The kernel perceptron is applied to the dataset of handwritten digits of $K=10$ classes for the digits from 0 to 9 with $m=10$ one-hot output nodes, based on the radial basis kernel. The kernel perceptron is trained on half of the data and then tested by the other half of the data. The confussion matricies of the training set by the end of the training process and the test set are both shown below. The error rate of the training set is zeor, i.e., all training samples are correctly classified, while the test error rate is $0.11$ , i.e., $89\%$ of the test samples are correctly classified.

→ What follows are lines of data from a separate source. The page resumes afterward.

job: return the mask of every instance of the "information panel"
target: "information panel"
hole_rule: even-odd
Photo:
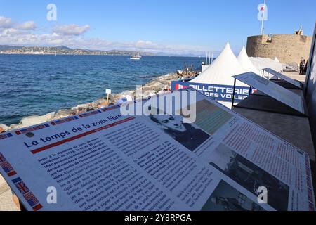
[[[263,92],[298,112],[304,115],[307,112],[305,111],[304,101],[301,96],[252,72],[235,75],[232,77]]]
[[[28,210],[315,210],[307,153],[192,89],[158,98],[185,91],[191,123],[121,105],[1,134],[1,173]]]
[[[296,86],[296,87],[298,87],[299,89],[302,88],[302,85],[301,84],[301,83],[298,81],[293,79],[291,79],[291,78],[290,78],[290,77],[287,77],[287,76],[286,76],[284,75],[282,75],[282,73],[280,73],[279,72],[277,72],[277,71],[275,71],[275,70],[274,70],[272,69],[270,69],[270,68],[265,68],[265,69],[263,69],[263,70],[267,72],[268,72],[268,73],[272,74],[272,75],[274,75],[274,76],[275,76],[275,77],[277,77],[278,78],[280,78],[280,79],[286,81],[287,82],[288,82],[288,83],[289,83],[291,84],[294,85],[295,86]]]

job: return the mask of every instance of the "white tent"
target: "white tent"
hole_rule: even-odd
[[[269,58],[249,57],[249,59],[257,70],[259,70],[261,75],[263,72],[262,70],[267,68],[277,72],[281,72],[283,70],[282,63],[275,61]]]
[[[232,76],[246,72],[238,62],[238,60],[230,49],[229,43],[228,43],[213,63],[195,79],[190,81],[190,82],[232,86],[234,85],[234,78]],[[236,80],[236,86],[249,86],[238,80]],[[231,101],[219,101],[218,102],[229,108],[232,107]]]
[[[246,72],[253,72],[257,75],[260,75],[259,70],[255,68],[248,57],[244,46],[243,46],[242,51],[240,51],[237,56],[237,60]]]
[[[234,78],[232,76],[246,72],[232,53],[229,43],[227,43],[223,51],[213,63],[190,82],[232,86]],[[236,85],[247,86],[239,81],[237,81]]]

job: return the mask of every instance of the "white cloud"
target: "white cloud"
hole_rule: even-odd
[[[100,38],[86,38],[80,34],[90,29],[88,25],[59,25],[51,33],[40,33],[34,21],[14,23],[11,18],[0,16],[0,44],[20,46],[58,46],[91,50],[127,50],[163,52],[172,55],[190,53],[204,55],[206,48],[192,45],[171,45],[156,43],[149,40],[133,42],[109,41]]]
[[[90,25],[79,26],[75,24],[57,25],[53,29],[55,33],[64,35],[80,35],[87,32]]]
[[[0,28],[11,28],[13,25],[11,18],[0,15]]]
[[[16,26],[17,28],[21,30],[35,30],[37,25],[34,21],[26,21]]]

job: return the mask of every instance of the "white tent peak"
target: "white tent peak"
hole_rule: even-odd
[[[246,72],[253,72],[257,75],[259,75],[259,70],[258,70],[258,69],[255,68],[254,64],[250,60],[249,58],[248,57],[247,53],[246,52],[246,48],[244,46],[242,47],[242,50],[238,54],[237,60]]]
[[[239,64],[228,42],[216,59],[191,82],[211,84],[234,85],[232,76],[246,72]],[[246,86],[237,82],[237,86]]]

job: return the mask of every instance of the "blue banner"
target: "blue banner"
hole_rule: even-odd
[[[205,96],[217,101],[229,101],[232,100],[234,86],[209,84],[189,83],[183,82],[171,82],[171,90],[176,91],[187,87],[192,87],[203,93]],[[235,90],[235,102],[241,102],[253,91],[249,87],[236,86]]]

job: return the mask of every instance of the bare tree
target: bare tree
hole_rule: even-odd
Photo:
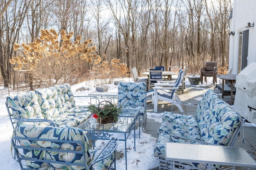
[[[7,10],[8,6],[9,6],[9,5],[12,2],[12,0],[9,0],[7,2],[5,1],[2,0],[0,2],[0,6],[3,6],[0,12],[0,18],[2,18],[4,16],[4,12]]]
[[[9,60],[14,55],[14,44],[19,38],[30,2],[14,0],[0,19],[0,68],[5,87],[10,84],[12,70]]]

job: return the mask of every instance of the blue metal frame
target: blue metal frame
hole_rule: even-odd
[[[61,149],[53,149],[51,148],[38,148],[34,147],[26,147],[23,146],[21,146],[20,145],[19,141],[21,140],[31,140],[31,141],[49,141],[52,142],[58,143],[76,143],[78,145],[81,146],[82,147],[81,151],[76,151],[72,150],[62,150]],[[24,168],[22,165],[22,160],[30,160],[32,161],[36,161],[38,162],[47,162],[47,163],[52,163],[54,164],[60,164],[64,165],[74,165],[77,166],[84,166],[85,169],[86,169],[86,166],[83,164],[72,163],[65,162],[63,161],[58,161],[56,160],[39,160],[35,159],[34,158],[26,158],[22,156],[22,152],[20,152],[21,149],[28,149],[31,150],[45,150],[48,152],[64,152],[64,153],[74,153],[75,154],[79,154],[83,155],[83,158],[84,159],[84,162],[86,162],[86,156],[85,155],[85,150],[84,147],[84,145],[83,143],[79,141],[69,141],[69,140],[55,140],[51,139],[38,139],[38,138],[32,138],[28,137],[13,137],[12,138],[11,140],[12,144],[13,146],[14,149],[14,154],[15,156],[17,157],[16,160],[19,162],[20,168],[21,170],[29,169],[29,168]],[[110,156],[114,152],[115,156],[113,159],[112,163],[110,165],[109,169],[116,169],[116,149],[117,147],[118,144],[118,140],[117,138],[114,138],[112,137],[105,145],[105,146],[99,151],[99,154],[94,155],[94,156],[93,160],[92,161],[90,164],[88,165],[89,169],[91,169],[92,165],[96,163],[97,162],[101,161],[106,158]],[[114,168],[111,168],[110,167],[114,163]]]
[[[93,143],[93,146],[95,146],[95,141],[96,140],[108,140],[109,139],[109,138],[111,136],[113,136],[114,135],[113,133],[119,133],[119,134],[123,134],[124,135],[124,138],[123,139],[118,139],[118,140],[120,141],[124,141],[124,147],[125,147],[125,164],[126,164],[126,169],[127,169],[127,152],[126,152],[126,148],[127,148],[127,144],[126,144],[126,140],[129,137],[129,136],[130,134],[130,133],[132,130],[132,129],[134,129],[134,150],[136,150],[136,137],[135,137],[135,130],[136,130],[136,126],[135,123],[137,121],[138,121],[138,119],[139,119],[139,123],[140,123],[140,113],[139,110],[129,110],[130,111],[134,111],[136,112],[136,114],[135,115],[135,116],[132,115],[125,115],[125,114],[123,115],[120,115],[118,117],[118,119],[125,119],[125,118],[130,118],[131,121],[131,123],[130,124],[128,125],[128,128],[126,129],[125,131],[115,131],[114,129],[112,130],[104,130],[104,126],[106,125],[112,125],[112,127],[114,128],[114,125],[117,124],[118,124],[118,123],[108,123],[106,125],[100,125],[100,127],[101,127],[100,129],[98,129],[99,128],[97,128],[97,129],[92,129],[92,128],[90,128],[90,129],[86,129],[86,127],[88,127],[88,125],[86,125],[86,122],[90,121],[92,119],[94,119],[92,117],[90,117],[88,119],[80,123],[79,125],[77,126],[77,127],[80,128],[84,131],[86,131],[86,136],[88,139],[92,140],[92,141]],[[99,123],[98,123],[99,125]],[[123,123],[122,123],[123,124]],[[90,127],[89,127],[90,128]],[[128,133],[128,135],[127,135],[127,134]]]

$\displaystyle \left[\begin{array}{rrrrrrrrrr} 116 & 0 & 0 & 0 & 0 & 0 & 0 & 0 &... ... 1 & 3 & 93 & 4\\ 1 & 2 & 0 & 1 & 7 & 0 & 0 & 3 & 6 & 96\\ \end{array}\right]$

(45)

The constraint of the perceptron algorithm is the requirement that the classes are linear saperabe due to the fact that there is only one level of learning taking place between the output and input layers. This constraint of linear separablity will be removed when multi-layer networks are used, such as the back propagation algorithm to be discussed in the next section, and more generally, the deep learning networks containing a large number of learning layers between the input and output layers.